The telecommunications firm said the unification of the exchange rate by the apex bank, which pushed the exchange rate from N460/$ in June to N790/$ was the reason for the loss.

The Chief Executive Officer (CEO), Olusegun Ogunsanya, said despite the strong operating performance, “our results have been impacted by foreign exchange headwinds. This quarter saw the announcement of the change to the FX market in Nigeria, which resulted in significant naira devaluation. We have welcomed this reform as very positive for the medium and long-term development of our business in Nigeria, our largest market. The country offers significant untapped growth potential, underpinned by highly attractive fundamentals. This has supported and sustained a strong operating performance which has seen a five-year revenue and EBITDA CAGR of 23.5 per cent and 27.3 per cent in constant currency, respectively.

“We expect the FX reforms to improve liquidity over time, thereby alleviating the challenges faced by international businesses over the last few years associated with accessing US dollars and thus hindering accelerated growth. However, in the reporting period, the devaluation has had a material impact on our results. Over the last few years, we have actively reduced our FX exposure across the Group, and this will continue to be a focus area in the future to limit the impact of any future devaluation.”

Its competitor, MTN Nigeria Plc, in its 2023 second-quarter results, also disclosed that its pre-tax profits fell by a whopping 64 per cent to N44.6 billion. This took its half-year profits to N200.3 billion compared to N268.6 billion in the same period in 2022.

MTN said it suffered a foreign exchange loss of N131.4 billion, which dragged its profit down.

MTN reported that the new CBN’s forex operation caused a significant 60 per cent movement in the exchange rate to N756.24/$ by the end of June 2023.

MTN Nigeria CEO, Karl Toriola, said: “Although the immediate impact resulted in unrealised forex losses for H1, the company believes that the liberalisation of the forex regime and removal of the fuel subsidy will attract international capital, drive foreign direct investment, and have a net positive effect on their longer-term outlook.”

In the brewery sub-sector, Guinness Nigeria incurred N49 billion in exchange rate losses in its 2023 half-year operations.
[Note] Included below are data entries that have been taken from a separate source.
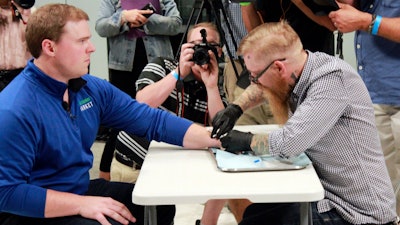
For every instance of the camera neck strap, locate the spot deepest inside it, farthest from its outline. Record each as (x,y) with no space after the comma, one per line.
(17,13)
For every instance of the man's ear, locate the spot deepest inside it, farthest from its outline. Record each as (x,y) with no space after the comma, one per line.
(280,66)
(48,47)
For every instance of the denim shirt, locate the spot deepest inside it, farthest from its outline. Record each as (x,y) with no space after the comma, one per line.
(122,48)
(378,59)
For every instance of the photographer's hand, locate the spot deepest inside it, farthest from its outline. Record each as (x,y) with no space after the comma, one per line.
(134,17)
(185,59)
(209,72)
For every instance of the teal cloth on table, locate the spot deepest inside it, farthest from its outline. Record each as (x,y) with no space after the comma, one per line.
(243,161)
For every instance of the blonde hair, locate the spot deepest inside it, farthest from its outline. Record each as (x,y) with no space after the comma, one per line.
(271,41)
(48,22)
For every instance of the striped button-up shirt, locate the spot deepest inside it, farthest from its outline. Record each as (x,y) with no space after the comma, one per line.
(333,123)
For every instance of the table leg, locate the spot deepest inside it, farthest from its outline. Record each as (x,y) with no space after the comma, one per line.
(305,213)
(150,215)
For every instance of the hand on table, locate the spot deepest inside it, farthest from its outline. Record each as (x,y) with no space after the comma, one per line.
(237,142)
(99,208)
(225,120)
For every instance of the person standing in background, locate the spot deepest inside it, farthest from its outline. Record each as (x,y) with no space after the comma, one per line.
(377,47)
(13,52)
(327,114)
(199,99)
(134,38)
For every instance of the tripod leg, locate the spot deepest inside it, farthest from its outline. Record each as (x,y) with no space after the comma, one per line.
(215,5)
(197,6)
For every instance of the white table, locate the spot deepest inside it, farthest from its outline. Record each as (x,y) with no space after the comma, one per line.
(171,175)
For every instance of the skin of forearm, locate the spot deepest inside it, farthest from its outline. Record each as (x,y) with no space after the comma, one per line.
(389,29)
(252,97)
(215,103)
(260,144)
(155,94)
(56,208)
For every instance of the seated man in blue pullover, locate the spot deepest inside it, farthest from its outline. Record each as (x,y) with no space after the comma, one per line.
(49,117)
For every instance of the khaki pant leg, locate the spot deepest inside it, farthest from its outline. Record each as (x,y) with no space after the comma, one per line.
(122,173)
(230,78)
(257,115)
(388,124)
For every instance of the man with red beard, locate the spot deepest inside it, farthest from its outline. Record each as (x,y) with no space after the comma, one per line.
(327,113)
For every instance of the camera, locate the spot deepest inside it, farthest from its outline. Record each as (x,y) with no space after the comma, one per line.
(149,6)
(200,55)
(25,4)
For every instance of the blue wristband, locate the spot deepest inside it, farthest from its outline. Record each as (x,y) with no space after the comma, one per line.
(175,74)
(377,23)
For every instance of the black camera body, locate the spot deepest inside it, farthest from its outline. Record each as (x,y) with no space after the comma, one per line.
(25,4)
(200,55)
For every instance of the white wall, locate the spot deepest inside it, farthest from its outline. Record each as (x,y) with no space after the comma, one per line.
(98,66)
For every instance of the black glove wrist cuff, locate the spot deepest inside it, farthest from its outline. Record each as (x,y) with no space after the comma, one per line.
(237,108)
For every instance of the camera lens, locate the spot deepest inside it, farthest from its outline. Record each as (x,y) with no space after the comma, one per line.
(200,56)
(26,4)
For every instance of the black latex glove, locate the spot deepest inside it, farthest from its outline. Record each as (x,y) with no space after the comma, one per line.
(237,141)
(224,120)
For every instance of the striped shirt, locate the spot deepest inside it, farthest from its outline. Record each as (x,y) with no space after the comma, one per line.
(332,121)
(190,103)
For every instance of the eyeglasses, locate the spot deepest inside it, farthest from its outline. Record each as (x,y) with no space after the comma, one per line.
(255,78)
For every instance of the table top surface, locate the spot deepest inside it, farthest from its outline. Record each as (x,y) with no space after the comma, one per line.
(173,175)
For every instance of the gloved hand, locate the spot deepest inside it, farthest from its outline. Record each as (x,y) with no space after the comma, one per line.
(237,141)
(225,119)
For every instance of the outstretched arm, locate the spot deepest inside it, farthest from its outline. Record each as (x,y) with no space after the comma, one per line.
(348,19)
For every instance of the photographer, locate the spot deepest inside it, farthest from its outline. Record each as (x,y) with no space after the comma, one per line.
(13,51)
(200,97)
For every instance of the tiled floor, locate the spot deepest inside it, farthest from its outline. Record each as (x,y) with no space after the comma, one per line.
(185,214)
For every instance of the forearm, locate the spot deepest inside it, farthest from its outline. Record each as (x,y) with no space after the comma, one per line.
(155,94)
(389,29)
(62,204)
(214,103)
(212,210)
(251,97)
(321,20)
(260,144)
(198,137)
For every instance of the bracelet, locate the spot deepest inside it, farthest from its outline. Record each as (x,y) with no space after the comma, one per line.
(244,3)
(376,25)
(372,23)
(123,19)
(175,74)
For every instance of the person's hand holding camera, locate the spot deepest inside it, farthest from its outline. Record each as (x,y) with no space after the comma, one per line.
(209,72)
(237,142)
(225,119)
(135,17)
(185,60)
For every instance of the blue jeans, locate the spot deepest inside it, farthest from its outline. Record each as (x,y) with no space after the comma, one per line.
(287,214)
(119,191)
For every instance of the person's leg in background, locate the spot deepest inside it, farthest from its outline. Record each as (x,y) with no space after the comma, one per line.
(287,213)
(119,191)
(123,173)
(388,123)
(258,115)
(122,192)
(125,81)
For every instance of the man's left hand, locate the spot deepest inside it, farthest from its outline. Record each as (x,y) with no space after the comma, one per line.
(237,141)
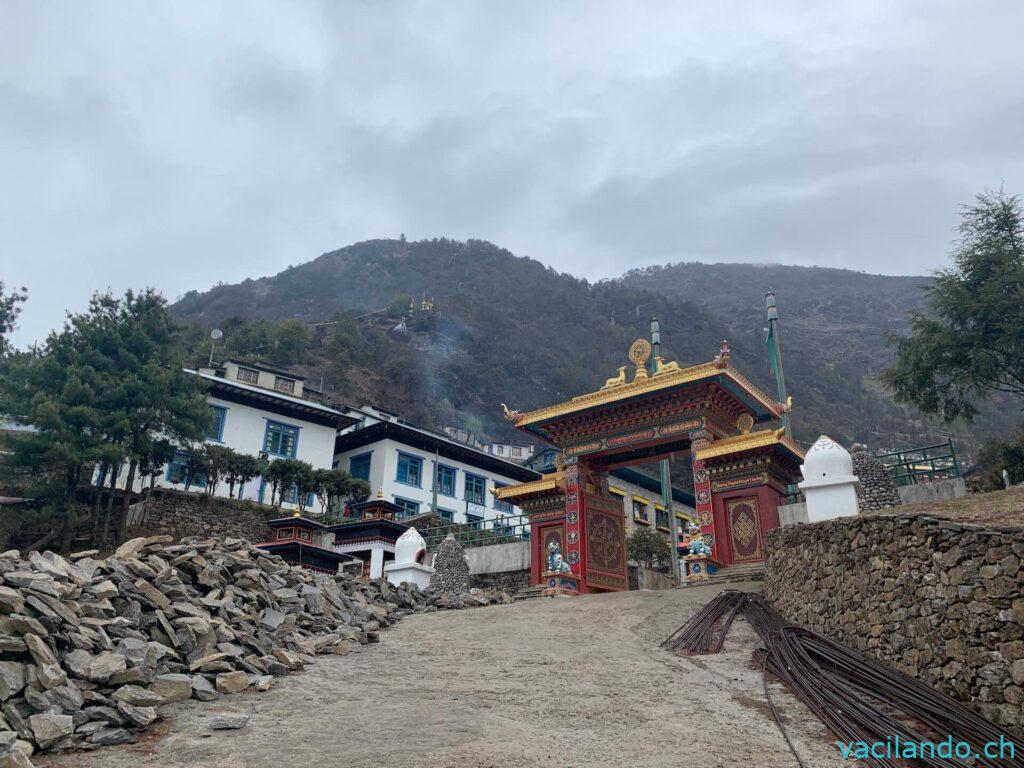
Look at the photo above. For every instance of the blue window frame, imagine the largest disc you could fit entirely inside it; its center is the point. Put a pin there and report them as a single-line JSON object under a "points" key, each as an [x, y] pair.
{"points": [[499, 503], [476, 488], [281, 439], [662, 518], [358, 466], [410, 469], [409, 507], [218, 414], [177, 471], [445, 479]]}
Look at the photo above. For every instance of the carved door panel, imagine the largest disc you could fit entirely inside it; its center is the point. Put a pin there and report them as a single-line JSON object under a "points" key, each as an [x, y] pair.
{"points": [[551, 534], [744, 529]]}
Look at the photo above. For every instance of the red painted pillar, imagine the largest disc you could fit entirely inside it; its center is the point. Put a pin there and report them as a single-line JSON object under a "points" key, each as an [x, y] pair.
{"points": [[701, 494], [576, 486]]}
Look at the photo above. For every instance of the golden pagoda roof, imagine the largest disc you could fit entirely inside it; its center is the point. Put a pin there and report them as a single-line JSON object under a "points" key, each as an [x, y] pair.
{"points": [[643, 384], [550, 481], [749, 441]]}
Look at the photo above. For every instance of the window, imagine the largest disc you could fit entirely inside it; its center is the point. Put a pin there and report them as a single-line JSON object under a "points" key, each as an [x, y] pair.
{"points": [[660, 518], [217, 417], [409, 508], [476, 486], [500, 504], [445, 480], [358, 466], [177, 471], [281, 439], [248, 375], [640, 510], [410, 469]]}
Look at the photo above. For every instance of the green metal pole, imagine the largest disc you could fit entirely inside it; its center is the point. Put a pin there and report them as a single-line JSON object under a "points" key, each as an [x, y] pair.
{"points": [[775, 354], [663, 466], [433, 495]]}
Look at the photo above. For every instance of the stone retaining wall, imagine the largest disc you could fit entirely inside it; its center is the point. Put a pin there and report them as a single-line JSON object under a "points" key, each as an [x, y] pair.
{"points": [[937, 599], [508, 581], [180, 514]]}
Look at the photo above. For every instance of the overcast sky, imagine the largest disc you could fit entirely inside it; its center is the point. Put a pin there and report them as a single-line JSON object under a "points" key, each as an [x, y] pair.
{"points": [[182, 143]]}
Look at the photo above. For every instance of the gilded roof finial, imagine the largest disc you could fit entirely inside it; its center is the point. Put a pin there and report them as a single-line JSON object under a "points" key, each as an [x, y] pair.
{"points": [[722, 358], [639, 354]]}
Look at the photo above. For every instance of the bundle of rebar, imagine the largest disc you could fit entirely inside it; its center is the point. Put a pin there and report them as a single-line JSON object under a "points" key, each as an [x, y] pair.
{"points": [[706, 632], [858, 697]]}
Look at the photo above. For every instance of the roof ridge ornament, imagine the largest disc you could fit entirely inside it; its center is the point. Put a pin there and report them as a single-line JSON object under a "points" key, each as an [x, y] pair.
{"points": [[510, 414], [722, 358], [639, 354]]}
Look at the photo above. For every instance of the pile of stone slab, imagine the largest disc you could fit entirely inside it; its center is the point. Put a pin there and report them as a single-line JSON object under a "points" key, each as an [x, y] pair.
{"points": [[877, 488], [90, 648]]}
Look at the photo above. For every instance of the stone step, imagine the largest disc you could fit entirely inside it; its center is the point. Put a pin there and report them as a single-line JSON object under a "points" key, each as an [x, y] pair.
{"points": [[528, 593], [733, 573]]}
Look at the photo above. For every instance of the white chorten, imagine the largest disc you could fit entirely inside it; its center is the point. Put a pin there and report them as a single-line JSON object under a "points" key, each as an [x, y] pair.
{"points": [[829, 484], [409, 565]]}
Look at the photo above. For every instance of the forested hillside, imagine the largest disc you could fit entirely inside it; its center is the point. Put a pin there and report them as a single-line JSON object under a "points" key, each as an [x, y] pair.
{"points": [[509, 329]]}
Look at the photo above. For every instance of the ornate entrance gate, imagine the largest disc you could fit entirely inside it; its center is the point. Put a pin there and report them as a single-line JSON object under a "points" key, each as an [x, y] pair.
{"points": [[707, 414]]}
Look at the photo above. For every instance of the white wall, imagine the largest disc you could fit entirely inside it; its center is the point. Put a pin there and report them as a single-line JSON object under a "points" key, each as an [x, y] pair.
{"points": [[383, 473], [245, 428]]}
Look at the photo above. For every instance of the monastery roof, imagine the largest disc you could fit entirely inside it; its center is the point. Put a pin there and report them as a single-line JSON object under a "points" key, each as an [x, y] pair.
{"points": [[544, 484], [425, 439], [761, 403], [751, 440], [275, 402]]}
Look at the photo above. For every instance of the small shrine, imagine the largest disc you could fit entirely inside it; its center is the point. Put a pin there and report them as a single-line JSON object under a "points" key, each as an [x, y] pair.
{"points": [[305, 543], [732, 433], [370, 534], [410, 561]]}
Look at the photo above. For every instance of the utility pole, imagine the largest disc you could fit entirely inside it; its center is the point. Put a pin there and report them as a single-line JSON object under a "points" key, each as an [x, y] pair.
{"points": [[433, 494], [663, 466], [775, 354]]}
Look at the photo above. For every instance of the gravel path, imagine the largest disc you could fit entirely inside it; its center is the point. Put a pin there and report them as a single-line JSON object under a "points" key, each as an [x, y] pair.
{"points": [[563, 682]]}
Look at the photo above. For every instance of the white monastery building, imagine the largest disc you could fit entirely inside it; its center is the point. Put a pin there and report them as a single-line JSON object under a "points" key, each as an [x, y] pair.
{"points": [[413, 467], [263, 411]]}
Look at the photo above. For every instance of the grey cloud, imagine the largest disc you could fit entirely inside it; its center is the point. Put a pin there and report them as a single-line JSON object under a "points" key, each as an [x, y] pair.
{"points": [[194, 143]]}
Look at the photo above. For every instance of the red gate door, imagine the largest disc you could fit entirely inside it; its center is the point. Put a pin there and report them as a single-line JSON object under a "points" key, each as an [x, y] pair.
{"points": [[744, 529]]}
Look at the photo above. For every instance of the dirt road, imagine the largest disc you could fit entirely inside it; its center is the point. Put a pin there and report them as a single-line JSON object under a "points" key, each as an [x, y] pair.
{"points": [[564, 682]]}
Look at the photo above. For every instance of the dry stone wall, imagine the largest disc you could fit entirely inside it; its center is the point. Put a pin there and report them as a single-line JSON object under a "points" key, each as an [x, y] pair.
{"points": [[177, 514], [935, 598], [877, 489]]}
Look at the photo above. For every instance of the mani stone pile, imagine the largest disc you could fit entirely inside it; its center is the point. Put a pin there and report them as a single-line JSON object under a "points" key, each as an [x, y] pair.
{"points": [[878, 491], [89, 648], [451, 577]]}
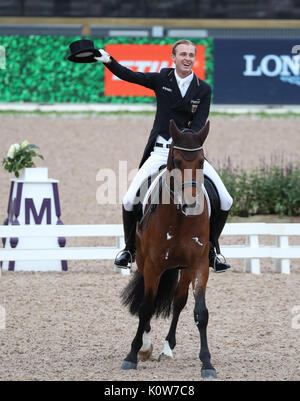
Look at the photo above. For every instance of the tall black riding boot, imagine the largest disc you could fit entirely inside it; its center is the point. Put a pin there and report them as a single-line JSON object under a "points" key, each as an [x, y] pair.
{"points": [[128, 254], [214, 261]]}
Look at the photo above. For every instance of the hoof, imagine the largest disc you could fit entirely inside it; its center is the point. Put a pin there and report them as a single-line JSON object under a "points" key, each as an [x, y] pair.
{"points": [[208, 374], [166, 353], [164, 357], [127, 365], [145, 355]]}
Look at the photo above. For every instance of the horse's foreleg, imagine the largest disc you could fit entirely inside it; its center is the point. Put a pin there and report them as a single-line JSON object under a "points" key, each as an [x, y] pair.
{"points": [[146, 350], [146, 311], [201, 320], [179, 303]]}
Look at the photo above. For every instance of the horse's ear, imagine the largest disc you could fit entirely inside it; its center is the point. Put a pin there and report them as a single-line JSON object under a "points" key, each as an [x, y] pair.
{"points": [[174, 131], [204, 132]]}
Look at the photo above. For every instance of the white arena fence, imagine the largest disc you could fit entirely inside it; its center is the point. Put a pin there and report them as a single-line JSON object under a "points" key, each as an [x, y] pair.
{"points": [[251, 251]]}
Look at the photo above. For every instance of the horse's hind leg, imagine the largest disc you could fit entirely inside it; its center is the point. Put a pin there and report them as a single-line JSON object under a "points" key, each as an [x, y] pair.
{"points": [[146, 350], [201, 320], [179, 303]]}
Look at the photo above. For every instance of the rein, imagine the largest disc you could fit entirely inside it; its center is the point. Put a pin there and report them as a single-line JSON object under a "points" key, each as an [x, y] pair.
{"points": [[176, 195]]}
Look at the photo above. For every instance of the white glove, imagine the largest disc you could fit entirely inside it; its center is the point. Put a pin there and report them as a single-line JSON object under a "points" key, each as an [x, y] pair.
{"points": [[105, 57]]}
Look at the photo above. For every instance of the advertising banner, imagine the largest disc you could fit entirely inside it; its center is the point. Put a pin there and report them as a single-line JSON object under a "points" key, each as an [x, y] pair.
{"points": [[143, 58], [256, 71]]}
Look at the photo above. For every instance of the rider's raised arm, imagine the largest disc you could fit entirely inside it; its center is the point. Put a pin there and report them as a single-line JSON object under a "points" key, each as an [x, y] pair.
{"points": [[145, 79]]}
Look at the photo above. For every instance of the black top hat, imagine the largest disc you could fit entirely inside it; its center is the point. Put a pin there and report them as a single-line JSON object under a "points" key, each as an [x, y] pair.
{"points": [[83, 51]]}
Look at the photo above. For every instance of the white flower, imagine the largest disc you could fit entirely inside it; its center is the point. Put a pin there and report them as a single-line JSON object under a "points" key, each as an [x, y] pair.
{"points": [[24, 144], [13, 150]]}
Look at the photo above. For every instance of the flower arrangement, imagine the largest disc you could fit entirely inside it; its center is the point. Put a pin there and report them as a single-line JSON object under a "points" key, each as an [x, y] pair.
{"points": [[20, 156]]}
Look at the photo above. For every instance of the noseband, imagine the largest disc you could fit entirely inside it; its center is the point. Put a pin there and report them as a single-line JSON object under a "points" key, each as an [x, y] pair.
{"points": [[176, 197]]}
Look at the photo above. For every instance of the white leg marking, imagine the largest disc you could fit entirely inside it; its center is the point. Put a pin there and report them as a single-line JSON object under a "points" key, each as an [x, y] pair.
{"points": [[146, 342]]}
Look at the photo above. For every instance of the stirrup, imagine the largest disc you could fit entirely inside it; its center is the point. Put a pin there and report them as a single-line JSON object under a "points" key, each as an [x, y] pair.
{"points": [[124, 269]]}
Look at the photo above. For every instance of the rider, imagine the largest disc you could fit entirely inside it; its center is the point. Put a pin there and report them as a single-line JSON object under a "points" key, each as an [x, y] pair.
{"points": [[185, 98]]}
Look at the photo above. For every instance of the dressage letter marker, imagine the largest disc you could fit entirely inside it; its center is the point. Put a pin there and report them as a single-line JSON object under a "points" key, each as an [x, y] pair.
{"points": [[34, 200]]}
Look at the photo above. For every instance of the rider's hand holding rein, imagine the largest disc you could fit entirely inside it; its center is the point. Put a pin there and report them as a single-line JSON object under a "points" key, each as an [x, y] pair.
{"points": [[105, 57]]}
The forex depreciation led the company to a loss of N18.1 billion with a loss per share of N8.29 kobo.

Also, within the same period, Nigeria Breweries Plc suffered an exchange rate loss of N70.6 billion.

Specifically, the company reported a net loss on foreign exchange of N70.6 billion taking the year-to-date exchange rate loss to N85.2 billion. The losses contributed to a massive N47 billion reduction in net assets.

In a statement signed by the Company Secretary/Legal Director, Uaboi Agbebaku, the firm stated that its half-year results were majorly impacted by the devaluation of the naira which led to revaluation of foreign exchange obligations and higher input costs.

“Other factors were the effect of petroleum subsidy removal on consumers, a one-off redundancy exercise cost and the impact of the cash crunch that hit the country in the first quarter of the year. As a result, the company recorded an escalated loss after tax of N47 billion in the half-year,” Agbebaku added.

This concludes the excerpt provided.